DAWN CHORUS

Out one morning for an early flight,

when the sky was lit but the sun unrisen,

in a Surrey suburb full of trees,

the air itself I breathed was trembling

with the sound of all the songbirds of the earth,

an embracing, shimmering polyphony.

 

I hear it still – and remember a time,

walking home before dawn fifty years ago

in a Liverpool suburb filled with trees,

this fabled sound I had never heard,

a polyphony, shimmering, embracing,

the very air trembling.

 

 

 

LABOR DAY

I  was invited to go power boating

on the Illinois River on Labor Day.

My elderly hosts were retired.

He had been a builder, she a teacher –

caring folk looking out for a stranger.

They had Scottish ancestry, they told me,

and confessed, laughing, that they had spent

the previous night imbibing Drambuie.

We spoke warmly of the water of life.

‘But no drinking on board!’ they chorused.

Old Glory hung limply in their yard

in the soupy Mid-West September air.

 

While the wife fixed lunch in the galley,

I stood next to the husband at the wheel

while the boat bucked and slapped and dodged.

‘We’d be goners if we hit the driftwood.’

The forests on either side were pristine,

he explained. ‘There were Indians here.’

 

‘Come and get it!‘ He steered towards the bank

and a moorage.
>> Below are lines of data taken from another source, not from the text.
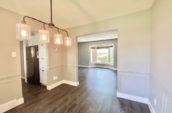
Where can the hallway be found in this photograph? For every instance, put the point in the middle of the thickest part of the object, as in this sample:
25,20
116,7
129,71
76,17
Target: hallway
95,94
He turned to me, speaking

softly. ‘Our youngest boy, Callum, died…

in Iraq last December. Just so you know.’

 

 

 

LA PIÈTA

Bernini’s colonnades lead to the centre

of the known world – of hewn porphyry,

of granite kept in its place, of usury.

Irony turns each illuminated page,

celebrates the dissemination

of the word, funds the seeding of Europe

beyond oceans, in jungle, across pampas,

over sierra.  Only the clash of

vultures and the seas’ predictable tides

can erase carrion from argent sands.

How light the Saviour is! The Virgin seems

to hold him with such ambivalent ease:

a supplicant offering a sacrifice,

a rescuer carrying a corpse.

 

 

Note: the poem was originally published on the site in August 2009.

 

 

 

AS FLIES TO WANTON BOYS

Though it’s only September, the day cruise

from Heraklion to Santorini

hits dirty weather: rain, wind and high waves.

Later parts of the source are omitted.